To the extent that builders or other sellers continue to make such offers to buyers, FHA intends to subtract them, dollar for dollar, from the sale price of the house before calculating the loan-to-value limit on the insurable mortgage amount.
Still acceptable to FHA under the proposed changes:
- actual closing costs;
- prepaid expenses;
- loan discount points; and
- the upfront mortgage insurance premium charged by FHA.
Though NAR has not commented publicly yet on the FHA proposals, homebuilders are unhappy with the rollbacks and new restrictions.
"This is going to impinge on (builders’) ability to sell homes," David Ledford, senior vice president for regulatory affairs at the National Association of Home Builders, told me.

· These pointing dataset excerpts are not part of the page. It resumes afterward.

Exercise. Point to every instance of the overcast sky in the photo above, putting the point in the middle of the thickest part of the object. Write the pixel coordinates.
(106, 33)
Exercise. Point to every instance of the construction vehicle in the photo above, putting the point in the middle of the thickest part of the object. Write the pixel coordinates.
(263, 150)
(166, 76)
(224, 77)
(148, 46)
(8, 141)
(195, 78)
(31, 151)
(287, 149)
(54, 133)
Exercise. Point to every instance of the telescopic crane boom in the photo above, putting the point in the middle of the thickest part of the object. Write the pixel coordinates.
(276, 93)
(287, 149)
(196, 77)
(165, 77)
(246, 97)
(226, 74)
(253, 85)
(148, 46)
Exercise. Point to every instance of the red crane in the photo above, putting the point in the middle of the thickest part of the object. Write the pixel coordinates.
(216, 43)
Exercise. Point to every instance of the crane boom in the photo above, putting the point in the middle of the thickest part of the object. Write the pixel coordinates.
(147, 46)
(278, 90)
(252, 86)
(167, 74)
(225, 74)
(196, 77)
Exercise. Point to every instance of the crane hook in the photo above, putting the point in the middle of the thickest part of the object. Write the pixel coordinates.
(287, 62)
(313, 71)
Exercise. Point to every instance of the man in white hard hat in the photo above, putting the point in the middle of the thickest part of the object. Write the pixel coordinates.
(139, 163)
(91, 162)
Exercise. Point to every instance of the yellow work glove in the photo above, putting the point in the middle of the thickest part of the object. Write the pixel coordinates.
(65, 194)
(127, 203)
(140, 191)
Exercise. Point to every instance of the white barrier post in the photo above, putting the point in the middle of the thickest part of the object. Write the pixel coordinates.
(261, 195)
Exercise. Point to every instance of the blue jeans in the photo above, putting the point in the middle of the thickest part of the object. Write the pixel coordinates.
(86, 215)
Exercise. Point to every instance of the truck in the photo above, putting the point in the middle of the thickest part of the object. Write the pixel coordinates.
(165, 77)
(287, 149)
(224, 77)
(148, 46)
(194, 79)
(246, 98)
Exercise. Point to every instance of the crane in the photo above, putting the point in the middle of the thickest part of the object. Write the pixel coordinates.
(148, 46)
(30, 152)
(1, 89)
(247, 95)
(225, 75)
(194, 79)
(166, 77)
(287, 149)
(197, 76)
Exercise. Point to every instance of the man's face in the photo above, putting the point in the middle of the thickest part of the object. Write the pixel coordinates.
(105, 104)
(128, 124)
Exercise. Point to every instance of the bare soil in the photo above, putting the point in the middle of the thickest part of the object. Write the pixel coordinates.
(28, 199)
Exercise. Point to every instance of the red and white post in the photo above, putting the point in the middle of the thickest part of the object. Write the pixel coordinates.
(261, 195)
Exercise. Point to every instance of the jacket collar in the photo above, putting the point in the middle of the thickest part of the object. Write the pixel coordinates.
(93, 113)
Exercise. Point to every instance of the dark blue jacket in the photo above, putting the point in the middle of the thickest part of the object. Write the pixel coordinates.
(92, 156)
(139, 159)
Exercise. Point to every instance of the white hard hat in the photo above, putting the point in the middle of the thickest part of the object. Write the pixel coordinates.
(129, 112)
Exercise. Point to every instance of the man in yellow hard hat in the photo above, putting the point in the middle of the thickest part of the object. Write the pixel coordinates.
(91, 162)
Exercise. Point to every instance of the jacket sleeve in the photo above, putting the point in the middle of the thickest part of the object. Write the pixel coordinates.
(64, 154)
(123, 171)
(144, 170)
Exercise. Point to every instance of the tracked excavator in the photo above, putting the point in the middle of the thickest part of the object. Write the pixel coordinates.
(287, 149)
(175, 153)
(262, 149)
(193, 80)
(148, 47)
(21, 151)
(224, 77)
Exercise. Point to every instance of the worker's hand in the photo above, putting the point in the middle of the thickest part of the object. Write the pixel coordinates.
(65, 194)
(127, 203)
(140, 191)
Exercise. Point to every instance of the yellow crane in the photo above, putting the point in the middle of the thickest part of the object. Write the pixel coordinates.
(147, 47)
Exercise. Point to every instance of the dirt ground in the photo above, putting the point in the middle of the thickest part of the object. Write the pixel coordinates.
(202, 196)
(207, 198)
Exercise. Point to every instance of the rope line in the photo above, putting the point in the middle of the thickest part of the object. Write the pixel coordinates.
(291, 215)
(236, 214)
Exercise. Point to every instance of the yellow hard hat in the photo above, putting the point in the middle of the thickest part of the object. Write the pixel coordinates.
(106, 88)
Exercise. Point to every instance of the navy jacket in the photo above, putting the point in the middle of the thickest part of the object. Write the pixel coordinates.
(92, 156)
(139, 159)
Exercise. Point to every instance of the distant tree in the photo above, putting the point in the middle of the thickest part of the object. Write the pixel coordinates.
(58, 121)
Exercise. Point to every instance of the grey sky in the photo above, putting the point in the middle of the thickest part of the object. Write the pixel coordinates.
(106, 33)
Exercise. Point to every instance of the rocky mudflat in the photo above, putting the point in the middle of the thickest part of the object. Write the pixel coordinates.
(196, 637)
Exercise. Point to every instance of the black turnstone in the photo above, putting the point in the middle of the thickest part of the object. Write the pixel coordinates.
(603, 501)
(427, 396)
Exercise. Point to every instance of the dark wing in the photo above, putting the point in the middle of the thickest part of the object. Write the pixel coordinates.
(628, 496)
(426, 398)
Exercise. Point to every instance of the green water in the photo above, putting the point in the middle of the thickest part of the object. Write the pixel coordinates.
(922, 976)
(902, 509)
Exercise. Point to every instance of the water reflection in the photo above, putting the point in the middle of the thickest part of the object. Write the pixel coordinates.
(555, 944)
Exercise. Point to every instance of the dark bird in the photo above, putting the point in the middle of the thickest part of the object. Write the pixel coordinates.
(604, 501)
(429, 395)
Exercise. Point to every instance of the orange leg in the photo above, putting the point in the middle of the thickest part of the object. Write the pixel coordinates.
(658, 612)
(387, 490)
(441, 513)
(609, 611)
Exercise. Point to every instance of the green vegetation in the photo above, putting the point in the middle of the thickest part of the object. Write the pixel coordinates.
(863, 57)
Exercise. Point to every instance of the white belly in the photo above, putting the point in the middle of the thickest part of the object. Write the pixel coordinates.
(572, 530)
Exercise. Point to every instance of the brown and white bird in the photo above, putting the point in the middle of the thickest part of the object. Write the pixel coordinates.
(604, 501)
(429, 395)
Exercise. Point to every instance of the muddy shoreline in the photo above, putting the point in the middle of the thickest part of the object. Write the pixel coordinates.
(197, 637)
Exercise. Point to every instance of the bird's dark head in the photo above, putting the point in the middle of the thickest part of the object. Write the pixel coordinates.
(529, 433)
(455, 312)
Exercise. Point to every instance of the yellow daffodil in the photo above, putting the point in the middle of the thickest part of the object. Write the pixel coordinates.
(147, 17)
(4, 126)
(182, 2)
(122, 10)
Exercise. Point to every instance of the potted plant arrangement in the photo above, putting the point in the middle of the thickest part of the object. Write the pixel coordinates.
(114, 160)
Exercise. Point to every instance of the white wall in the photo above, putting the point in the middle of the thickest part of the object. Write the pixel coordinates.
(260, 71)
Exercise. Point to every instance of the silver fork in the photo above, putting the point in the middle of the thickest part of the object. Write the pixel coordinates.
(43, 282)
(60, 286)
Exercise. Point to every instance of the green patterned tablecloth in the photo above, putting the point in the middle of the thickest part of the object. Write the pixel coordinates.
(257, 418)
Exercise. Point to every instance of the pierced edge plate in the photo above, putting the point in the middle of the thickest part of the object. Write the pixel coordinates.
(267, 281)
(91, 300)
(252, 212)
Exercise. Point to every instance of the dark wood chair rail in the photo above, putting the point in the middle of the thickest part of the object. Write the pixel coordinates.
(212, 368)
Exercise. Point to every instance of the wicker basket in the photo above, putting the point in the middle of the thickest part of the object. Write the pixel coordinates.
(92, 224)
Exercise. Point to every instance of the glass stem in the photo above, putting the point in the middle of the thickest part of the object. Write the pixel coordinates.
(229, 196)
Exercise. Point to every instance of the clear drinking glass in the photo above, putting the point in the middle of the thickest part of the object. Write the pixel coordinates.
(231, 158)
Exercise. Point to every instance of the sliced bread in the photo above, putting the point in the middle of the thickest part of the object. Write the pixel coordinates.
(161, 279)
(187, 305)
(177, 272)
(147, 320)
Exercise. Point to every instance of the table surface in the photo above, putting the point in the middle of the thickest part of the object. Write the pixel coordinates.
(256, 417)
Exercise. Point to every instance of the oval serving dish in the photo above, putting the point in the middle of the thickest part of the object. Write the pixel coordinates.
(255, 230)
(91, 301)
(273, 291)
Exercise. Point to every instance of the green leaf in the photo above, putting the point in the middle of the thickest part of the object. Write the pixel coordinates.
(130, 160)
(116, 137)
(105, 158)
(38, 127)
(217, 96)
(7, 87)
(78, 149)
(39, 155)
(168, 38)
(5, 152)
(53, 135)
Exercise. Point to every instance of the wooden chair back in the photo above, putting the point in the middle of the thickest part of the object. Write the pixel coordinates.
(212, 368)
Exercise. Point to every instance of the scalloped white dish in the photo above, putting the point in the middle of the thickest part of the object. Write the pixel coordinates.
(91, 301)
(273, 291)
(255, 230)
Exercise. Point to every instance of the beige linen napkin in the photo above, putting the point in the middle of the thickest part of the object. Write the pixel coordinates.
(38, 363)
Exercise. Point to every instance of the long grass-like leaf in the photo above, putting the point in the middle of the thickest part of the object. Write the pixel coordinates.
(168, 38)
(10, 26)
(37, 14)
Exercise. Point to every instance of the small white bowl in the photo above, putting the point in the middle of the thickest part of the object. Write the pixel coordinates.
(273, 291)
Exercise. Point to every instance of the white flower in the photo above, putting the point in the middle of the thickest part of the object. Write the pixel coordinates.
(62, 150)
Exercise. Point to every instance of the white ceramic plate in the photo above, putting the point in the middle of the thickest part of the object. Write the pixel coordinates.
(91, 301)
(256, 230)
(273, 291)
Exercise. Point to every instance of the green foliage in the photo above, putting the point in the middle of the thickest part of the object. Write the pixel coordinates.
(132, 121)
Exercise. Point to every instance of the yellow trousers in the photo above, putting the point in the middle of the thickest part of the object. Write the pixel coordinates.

Worse yet, he said, FHA is planning to change the rules "at a very inopportune time" in the market cycle, "just when there are ‘green shoots’ " of recovery sprouting up — in the form of higher traffic and slowly increasing sales — in markets around the U.S.
In particular, he added, many builders now routinely offer to pay a limited period of homeowner association dues for their buyers, but now they may have to cut that practice.
Steve A. Brown, executive vice president of Crye-Leike Realtors, a large regional brokerage based in Memphis, told me that in relatively moderate housing-cost areas such as where his firm operates, FHA’s new sliding scale on sellers assistance caps "should not have a huge impact, especially if agents advise clients to close toward the end of the month to minimize prepaid interest, (which is) a large variable in closing costs."
In higher-cost areas, however, it will be a whole different story.